Top tips to build a robust supply chain

All businesses need to ensure its goods and services are procured at the lowest cost and meet the company’s needs in terms of timely delivery, quantity, quality, and location.

This is essential in not only providing the best customer experience, but also in ensuring you stay on top of your competitors, as consistency in the supply chain is key. However, the supply chain management world is constantly evolving and it is key to keep pace with both market expectations as well as opportunities.

Choosing and procuring the right technology is just the beginning of the variety of challenges that are present when managing and securing an IT supply chain. Organisations need to ensure effective asset management configuration and deployment are continuing to take shape, while maintaining technology standards and continuity of supply.

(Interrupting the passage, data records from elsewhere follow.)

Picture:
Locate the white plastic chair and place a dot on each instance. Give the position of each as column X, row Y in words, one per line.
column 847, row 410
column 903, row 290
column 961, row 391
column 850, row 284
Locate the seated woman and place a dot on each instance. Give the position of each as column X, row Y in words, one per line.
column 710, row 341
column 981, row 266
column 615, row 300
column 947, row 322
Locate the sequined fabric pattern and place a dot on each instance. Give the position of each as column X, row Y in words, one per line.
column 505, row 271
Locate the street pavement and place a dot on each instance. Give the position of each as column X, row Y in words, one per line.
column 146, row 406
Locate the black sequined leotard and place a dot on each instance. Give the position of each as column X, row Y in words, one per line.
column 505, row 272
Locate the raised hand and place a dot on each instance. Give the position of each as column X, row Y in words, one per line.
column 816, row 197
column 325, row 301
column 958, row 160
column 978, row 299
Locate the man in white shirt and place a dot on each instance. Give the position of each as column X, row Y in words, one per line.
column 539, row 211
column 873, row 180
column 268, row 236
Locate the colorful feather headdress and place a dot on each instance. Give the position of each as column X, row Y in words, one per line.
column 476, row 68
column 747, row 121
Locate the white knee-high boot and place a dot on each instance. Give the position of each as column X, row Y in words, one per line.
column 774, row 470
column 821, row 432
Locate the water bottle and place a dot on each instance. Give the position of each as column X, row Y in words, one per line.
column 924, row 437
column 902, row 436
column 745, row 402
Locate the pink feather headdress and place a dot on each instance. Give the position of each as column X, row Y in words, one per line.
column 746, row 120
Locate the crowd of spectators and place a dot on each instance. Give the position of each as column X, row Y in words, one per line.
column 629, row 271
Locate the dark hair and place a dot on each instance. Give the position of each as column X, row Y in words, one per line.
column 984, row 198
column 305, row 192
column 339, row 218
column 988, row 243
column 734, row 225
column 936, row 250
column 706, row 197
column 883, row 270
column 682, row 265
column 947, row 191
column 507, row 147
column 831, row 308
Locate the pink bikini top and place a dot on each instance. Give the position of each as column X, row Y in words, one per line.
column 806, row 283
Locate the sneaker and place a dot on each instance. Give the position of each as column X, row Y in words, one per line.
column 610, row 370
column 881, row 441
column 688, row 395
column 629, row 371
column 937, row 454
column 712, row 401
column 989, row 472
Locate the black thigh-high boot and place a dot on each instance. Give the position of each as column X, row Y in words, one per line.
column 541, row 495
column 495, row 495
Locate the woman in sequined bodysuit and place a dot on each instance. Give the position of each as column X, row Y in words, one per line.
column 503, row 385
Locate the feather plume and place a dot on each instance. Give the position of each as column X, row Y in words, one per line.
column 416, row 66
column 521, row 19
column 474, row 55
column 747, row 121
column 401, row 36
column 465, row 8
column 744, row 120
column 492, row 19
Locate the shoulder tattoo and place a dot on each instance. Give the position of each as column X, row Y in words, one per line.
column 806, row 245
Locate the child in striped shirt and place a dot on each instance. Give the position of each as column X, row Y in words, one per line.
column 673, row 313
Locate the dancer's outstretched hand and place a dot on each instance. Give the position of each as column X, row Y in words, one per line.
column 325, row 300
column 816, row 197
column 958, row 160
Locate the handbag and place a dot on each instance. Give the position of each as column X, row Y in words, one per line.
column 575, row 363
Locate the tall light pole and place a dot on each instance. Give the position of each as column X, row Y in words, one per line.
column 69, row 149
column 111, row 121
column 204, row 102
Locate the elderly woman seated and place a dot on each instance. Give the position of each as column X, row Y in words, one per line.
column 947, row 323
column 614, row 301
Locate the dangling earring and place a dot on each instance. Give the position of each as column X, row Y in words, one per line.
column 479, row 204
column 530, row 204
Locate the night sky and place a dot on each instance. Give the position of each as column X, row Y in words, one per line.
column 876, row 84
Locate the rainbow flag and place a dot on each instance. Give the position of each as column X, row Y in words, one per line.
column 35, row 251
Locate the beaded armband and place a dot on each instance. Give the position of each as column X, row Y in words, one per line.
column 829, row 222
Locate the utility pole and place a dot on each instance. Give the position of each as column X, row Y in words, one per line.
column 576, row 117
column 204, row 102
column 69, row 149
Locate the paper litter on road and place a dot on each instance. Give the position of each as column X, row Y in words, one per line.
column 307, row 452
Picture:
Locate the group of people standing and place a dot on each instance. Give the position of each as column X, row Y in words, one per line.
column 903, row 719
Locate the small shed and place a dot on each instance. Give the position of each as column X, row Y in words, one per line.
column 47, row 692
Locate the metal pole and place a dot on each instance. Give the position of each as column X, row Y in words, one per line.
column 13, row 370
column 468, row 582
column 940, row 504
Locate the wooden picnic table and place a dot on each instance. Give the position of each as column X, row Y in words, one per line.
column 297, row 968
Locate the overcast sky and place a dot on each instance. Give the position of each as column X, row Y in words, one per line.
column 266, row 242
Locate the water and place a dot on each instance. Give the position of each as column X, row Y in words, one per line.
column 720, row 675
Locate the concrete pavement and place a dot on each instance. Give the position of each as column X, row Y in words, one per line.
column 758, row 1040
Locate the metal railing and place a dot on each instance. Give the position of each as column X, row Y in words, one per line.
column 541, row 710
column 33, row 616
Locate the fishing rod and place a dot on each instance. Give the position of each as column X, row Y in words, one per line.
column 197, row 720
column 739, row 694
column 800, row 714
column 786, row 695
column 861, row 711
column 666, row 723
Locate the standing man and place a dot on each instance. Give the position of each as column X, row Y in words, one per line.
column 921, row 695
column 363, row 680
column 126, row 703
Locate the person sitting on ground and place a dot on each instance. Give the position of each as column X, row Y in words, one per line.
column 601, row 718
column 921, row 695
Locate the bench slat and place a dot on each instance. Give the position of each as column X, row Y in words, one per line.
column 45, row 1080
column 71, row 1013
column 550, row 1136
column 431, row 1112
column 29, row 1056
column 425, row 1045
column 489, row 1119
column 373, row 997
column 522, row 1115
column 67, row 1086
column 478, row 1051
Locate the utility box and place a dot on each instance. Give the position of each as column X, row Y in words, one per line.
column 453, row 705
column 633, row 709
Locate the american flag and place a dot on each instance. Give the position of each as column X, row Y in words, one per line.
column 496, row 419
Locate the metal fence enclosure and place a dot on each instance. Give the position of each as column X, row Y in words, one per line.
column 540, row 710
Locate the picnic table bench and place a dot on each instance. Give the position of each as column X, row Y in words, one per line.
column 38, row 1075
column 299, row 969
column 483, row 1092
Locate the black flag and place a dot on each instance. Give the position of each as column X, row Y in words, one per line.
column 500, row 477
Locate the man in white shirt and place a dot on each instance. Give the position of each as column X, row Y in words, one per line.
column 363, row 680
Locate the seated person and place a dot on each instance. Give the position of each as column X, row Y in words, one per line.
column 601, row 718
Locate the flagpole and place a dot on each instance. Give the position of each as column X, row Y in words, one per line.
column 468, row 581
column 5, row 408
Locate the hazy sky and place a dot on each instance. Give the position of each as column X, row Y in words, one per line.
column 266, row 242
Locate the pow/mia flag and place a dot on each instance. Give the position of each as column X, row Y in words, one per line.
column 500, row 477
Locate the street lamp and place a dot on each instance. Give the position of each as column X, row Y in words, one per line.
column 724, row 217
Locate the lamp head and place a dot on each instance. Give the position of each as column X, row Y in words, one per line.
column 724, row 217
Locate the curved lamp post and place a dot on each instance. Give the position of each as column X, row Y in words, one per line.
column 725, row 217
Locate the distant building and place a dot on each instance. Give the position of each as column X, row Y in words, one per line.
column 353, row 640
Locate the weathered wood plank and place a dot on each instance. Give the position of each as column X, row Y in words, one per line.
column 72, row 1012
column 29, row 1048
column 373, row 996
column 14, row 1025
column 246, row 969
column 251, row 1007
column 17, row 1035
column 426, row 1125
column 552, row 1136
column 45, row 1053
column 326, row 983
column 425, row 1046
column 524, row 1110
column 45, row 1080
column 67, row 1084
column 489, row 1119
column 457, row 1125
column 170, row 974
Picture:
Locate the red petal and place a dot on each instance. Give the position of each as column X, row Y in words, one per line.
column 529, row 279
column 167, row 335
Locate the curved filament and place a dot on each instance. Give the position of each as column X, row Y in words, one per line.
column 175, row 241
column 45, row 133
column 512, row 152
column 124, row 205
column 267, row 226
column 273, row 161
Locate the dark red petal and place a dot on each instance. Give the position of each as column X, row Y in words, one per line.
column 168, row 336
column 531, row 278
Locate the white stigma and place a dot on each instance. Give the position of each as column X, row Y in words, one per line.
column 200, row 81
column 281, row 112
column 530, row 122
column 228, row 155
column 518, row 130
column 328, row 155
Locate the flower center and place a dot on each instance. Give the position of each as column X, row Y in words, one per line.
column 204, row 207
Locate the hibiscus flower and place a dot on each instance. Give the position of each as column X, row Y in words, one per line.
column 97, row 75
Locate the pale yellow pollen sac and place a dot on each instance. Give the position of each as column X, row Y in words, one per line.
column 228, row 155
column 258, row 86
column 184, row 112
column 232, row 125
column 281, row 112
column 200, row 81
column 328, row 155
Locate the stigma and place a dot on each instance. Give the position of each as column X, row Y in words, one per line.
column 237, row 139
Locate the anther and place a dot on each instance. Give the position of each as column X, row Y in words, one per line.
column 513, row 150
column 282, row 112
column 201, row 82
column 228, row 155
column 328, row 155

Here are some top tips in managing and creating a robust and effective supply chain, with experience and advice from the largest FTSE listed British IT service provider with over a 30-year heritage in IT and information enablement.

Be clear on expectation and deliverables

Many organisations will issue identical performance indicators and market assessment techniques on all engagements they have, irrespective of the technology being purchased or outcome desired by the business.

This is a detrimental approach as nuances and subject matter expertise are unable to be imparted by the partner that could potentially save money, time or actually mitigate risk.

Truly assess each engagement and accurately as well as realistically assess the desired outcomes/output that you wish to achieve, in comparison to work loads and true capabilities of workforces and systems.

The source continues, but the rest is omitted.